Le gaz carbonique qui pénètre dans l’océan y rejoint la famille des carbonates. Celle-ci comprend le gaz carbonique et aussi les ions carbonate et bicarbonate, tous présents en équilibre. Tout ajout ou retrait d’une quantité de l’un des termes active une réaction vers une composition plus acide ou moins acide (selon le facteur de Revelle) afin de rétablir l’équilibre.


Le point essentiel est que plus l’océan contient de gaz carbonique, plus son acidité augmente, et moins il devient capable d’en absorber.


La couche mélangée de surface s’équilibre avec l’atmosphère en six mois environ. C’est elle qui est la principale composante du puits océanique de carbone. L’océan profond et la couche mélangée de surface communiquent par les mélanges turbulents provoqués en particulier par les mouvements cycloniques et lors du refroidissement hivernal. Ces deux processus apportent en surface une eau qui s’est équilibrée avec le gaz carbonique de l’atmosphère bien avant le début de l’ère industrielle. L’océan profond met environ mille ans pour se renouveler. C’est le temps qu’il faut pour qu’un équilibre soit atteint avec l’atmosphère.

Qu’en sera-t-il dans un futur lointain ? Le puits de carbone dû à la croissance de la biomasse terrestre devrait diminuer très fortement, d’une part parce que l’effet fertilisant de ce gaz n’existera plus dès que la respiration s’équilibrera avec la photosynthèse, d’autre part parce qu’à une température plus élevée, avec des risques de sécheresse, la croissance de la végétation terrestre sera freinée.
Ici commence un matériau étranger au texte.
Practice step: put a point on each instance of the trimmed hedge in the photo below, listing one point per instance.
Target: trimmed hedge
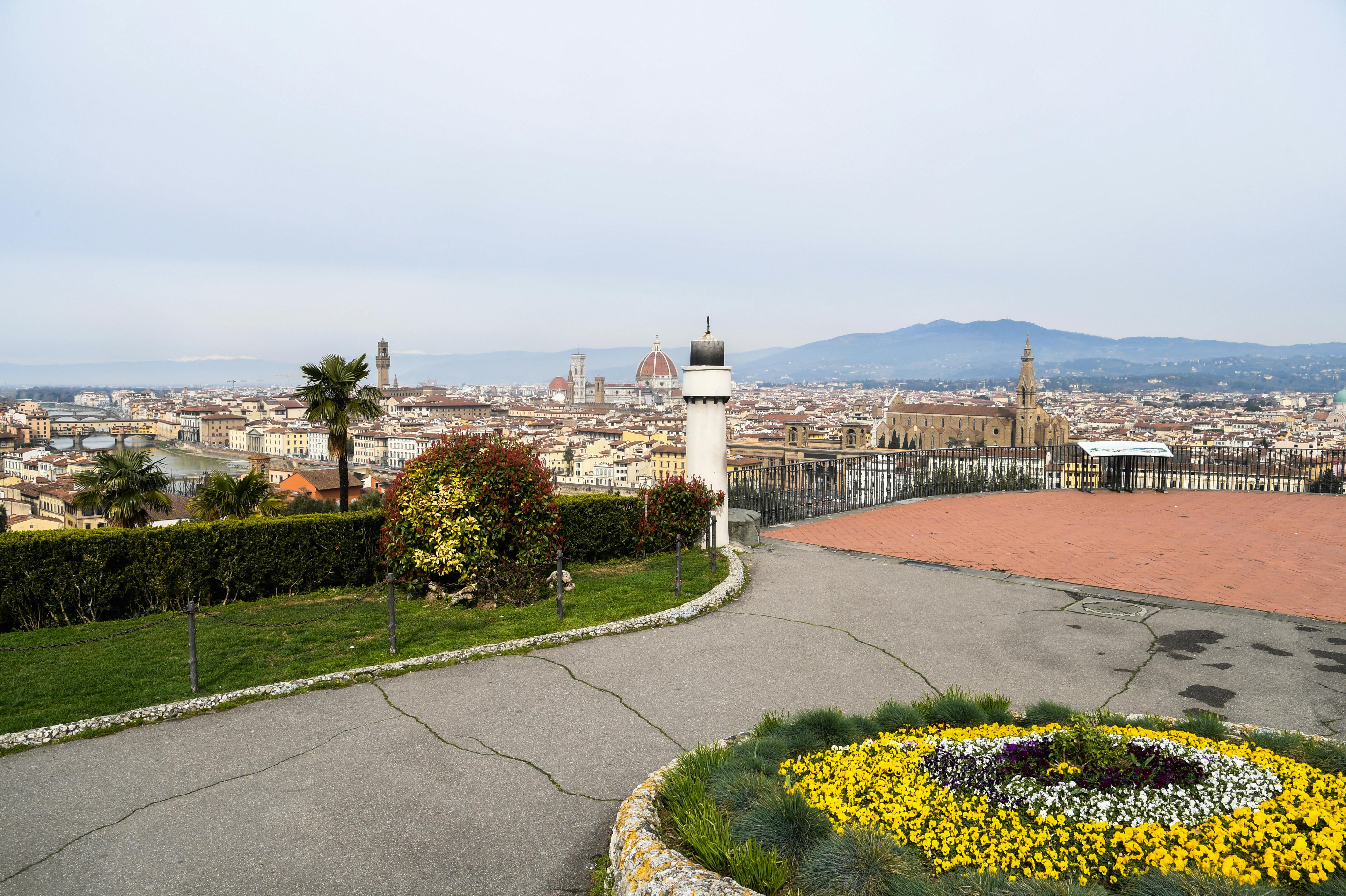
(75, 576)
(600, 527)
Par ailleurs, un océan devenu plus acide d’avoir absorbé de grandes quantités de gaz carbonique l’absorbera moins facilement : plus de la moitié du gaz carbonique injecté est absorbé par la végétation terrestre et par les océans après cent ans ; l’océan profond en mille ans en absorbe encore environ 20 % ; au bout de dix mille ans la réaction avec les carbonates de calcium des sédiments laisse encore 15 % du gaz carbonique injecté ; le reste persistera encore 100 000 à un million d’années, le temps qu’il faut pour restaurer l’alcalinité de l’océan par l’altération des silicates.